A recent court case shows fair consideration for all parties in an eviction, says attorney Simon Dippenaar.
He explains that in the early stages of the Covid-19, evictions were not allowed.
"As hard lockdown gave way to gradually lessening restrictions, the status of eviction orders also changed. For a while eviction orders could be granted but not executed, unless a tenant posed a danger to the landlord or the property," says Dippenaar.
Now, during lockdown alert Level 1, however, evictions are being granted. A recent case made it clear that, while rental housing legislation protects tenants against unfair treatment by landlords, owners also have the right to the use and enjoyment of their property. As such, they must be allowed to evict a tenant who is illegally occupying premises.
"In an effort to ensure both parties' rights are respected, confusion has arisen as to what the courts will allow. Several cases have been heard that have helped the courts to define just and equitable eviction proceedings during this unprecedented time," says Dippenaar. A recent case in the Western Cape High Court found that, in determining justness and equality, all relevant circumstances should be considered. Among those circumstances the availability of alternative accommodation and the rights and needs of people falling into specific vulnerable groups are singled out for consideration.
The time frame given for the tenant to vacate the premises is also important. It must be reasonable not only for the tenant but also for the property owner.

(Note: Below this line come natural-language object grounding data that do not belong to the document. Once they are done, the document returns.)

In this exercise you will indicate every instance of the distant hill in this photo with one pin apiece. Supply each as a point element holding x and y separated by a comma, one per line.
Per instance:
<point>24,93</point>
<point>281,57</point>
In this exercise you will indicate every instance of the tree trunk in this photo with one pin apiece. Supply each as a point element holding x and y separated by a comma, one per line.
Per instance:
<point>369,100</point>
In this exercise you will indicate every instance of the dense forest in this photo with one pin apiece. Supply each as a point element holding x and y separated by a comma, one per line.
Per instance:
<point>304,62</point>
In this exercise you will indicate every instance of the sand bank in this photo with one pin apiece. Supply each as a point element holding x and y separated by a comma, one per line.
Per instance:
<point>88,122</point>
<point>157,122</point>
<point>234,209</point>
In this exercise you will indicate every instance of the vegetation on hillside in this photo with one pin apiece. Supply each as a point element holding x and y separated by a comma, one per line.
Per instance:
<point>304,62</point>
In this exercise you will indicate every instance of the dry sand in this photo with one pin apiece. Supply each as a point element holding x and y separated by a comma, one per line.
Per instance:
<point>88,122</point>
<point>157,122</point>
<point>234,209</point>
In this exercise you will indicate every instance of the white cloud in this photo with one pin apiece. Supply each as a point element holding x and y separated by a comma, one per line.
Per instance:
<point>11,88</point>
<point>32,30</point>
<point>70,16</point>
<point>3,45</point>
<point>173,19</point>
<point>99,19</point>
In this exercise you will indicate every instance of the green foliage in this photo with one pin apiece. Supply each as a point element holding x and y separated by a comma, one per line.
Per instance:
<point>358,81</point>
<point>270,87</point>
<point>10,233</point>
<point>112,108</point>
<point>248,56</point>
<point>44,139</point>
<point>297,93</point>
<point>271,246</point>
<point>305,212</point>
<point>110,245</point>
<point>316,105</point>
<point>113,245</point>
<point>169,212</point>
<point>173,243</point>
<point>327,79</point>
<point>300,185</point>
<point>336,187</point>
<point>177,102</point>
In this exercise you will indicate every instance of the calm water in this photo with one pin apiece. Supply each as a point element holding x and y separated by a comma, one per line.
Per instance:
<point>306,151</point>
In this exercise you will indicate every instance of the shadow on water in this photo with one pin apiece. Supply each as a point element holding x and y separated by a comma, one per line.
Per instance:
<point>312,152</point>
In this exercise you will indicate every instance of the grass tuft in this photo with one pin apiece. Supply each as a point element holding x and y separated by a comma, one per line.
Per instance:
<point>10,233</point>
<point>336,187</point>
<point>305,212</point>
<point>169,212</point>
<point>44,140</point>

"This case demonstrates that the courts will grant an eviction order under Alert Level 1, allowing tenants a reasonable time frame to find alternative accommodation and vacate the property. If you are a landlord seeking eviction, you must make sure you can prove that your eviction is just and equitable," says Dippenaar.
"The illegal occupancy of the premises is not the only factor the court will look at. A judge will want to be satisfied that the tenant has access to alternative accommodation. Courts need to know that tenants will not be left destitute and without shelter." Dippenaar suggests that a landlord could facilitate this process by requiring a tenant to provide an address for potential alternative accommodation in the lease agreement. This will ensure they have a viable option, should their lease needed to be terminated.